Kay Blackburn Kay's Cancer Journey

First post: Apr 16, 2017 Latest post: Nov 3, 2017
I am 45 years old, extremely active (4-5 workouts a week) and my life's passion (outside of raising my three girls) has been about health and wellness.  I became a health and cleanse coach with a top-notch wellness company 4 years ago.  I am the weird mom that provides carrots and apples at kids get-togethers to provide a healthy option and bakes homemade granola instead of buying it from the store because it has too much sugar in it.  So it was a shock to learn that I had a large mass the size of an eggplant in my abdomen as well as others in my chest, and under my right arm on Halloween 2016.  My normal life hasn't been the same since.  

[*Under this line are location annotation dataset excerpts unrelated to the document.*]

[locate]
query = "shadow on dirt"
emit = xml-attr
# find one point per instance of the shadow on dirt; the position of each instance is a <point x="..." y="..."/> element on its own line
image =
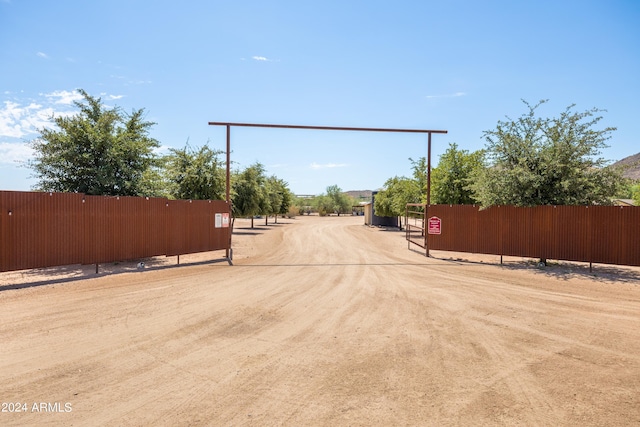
<point x="561" y="270"/>
<point x="72" y="273"/>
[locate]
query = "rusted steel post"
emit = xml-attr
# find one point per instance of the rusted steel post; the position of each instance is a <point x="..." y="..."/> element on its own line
<point x="426" y="208"/>
<point x="228" y="190"/>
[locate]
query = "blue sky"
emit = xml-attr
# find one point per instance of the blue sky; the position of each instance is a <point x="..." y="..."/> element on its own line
<point x="459" y="66"/>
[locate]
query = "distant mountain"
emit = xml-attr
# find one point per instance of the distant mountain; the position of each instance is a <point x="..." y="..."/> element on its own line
<point x="631" y="165"/>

I started chemotherapy/immunotherapy treatment within 2 weeks in Tucson (where I live) for Non-Hodgkins Follicular Lymphoma.  I was told if you were to have cancer, this was the one to have because it is indolent (slow-growing) and very treatable.  I am young (relatively) and fit, so I was ready to fight the good fight.  My treatment plan was 6 months of Rituximab/Bendamustine, given over 2 days every 4 weeks for 6 cycles.  I started in November and went through 5 cycles.  After the 3rd,  my doctor ordered a CT Scan with Contrast which showed that the tumor under my arm was essentially gone as well as the ones in my chest, but the large mass was only shrunk by about 25% and there was another that showed very little change.  At that point, we continued another 2 cycles,  and at my appointments I kept questioning what we were expecting.  


At my meeting with my oncologist the day of my 5th round, my persistent questioning finally convinced him to order a PET scan the week before my 6th and final round of treatment in order to see where we were and check progress to make sure we were tracking along.  I was crushed when the results came back that in my abdomen the tumors were unchanged in size or slightly larger and more hypermetabolic (active/aggressive) than they were in the original PET scan I had in November.  It was most disconcerting that my doctor was almost panicked and had a "deer in the headlights" look.  He did not expect this and was obviously inexperienced with this scenario.


I had fortunately planned ahead to meet with my doctor at the Mayo Clinic in Phoenix (whom I had originally consulted in November for a second opinion) just two days later.  When we met with her, she suspected that my nonaggressive lymphoma had transformed into an aggressive Diffuse Large B Cell lymphoma.  DLBCL is very treatable with a standard protocol called R-CHOP.  She had explained to us that about 10% of cases of follicular lymphoma transform in our original meeting with her, but at the time she agreed to the treatment plan that was laid out for me and so we had decided to stay in Tucson for treatment.


She ordered a biopsy for me to be done at Mayo the following week and mentioned that in some cases of transformed lymphoma , you get a rare gene mutation which they call Double Hit Lymphoma.  This subtype  is even more aggressive and fairly new in terms of diagnoses and research (within the last few years).  It was very scary to hear that this could be a possibility because in many cases the cancer is resistant to therapy.  


On Good Friday I found out that I have Double Hit Lymphoma and so my cancer journey just got a lot longer and my faith in God just got a lot stronger.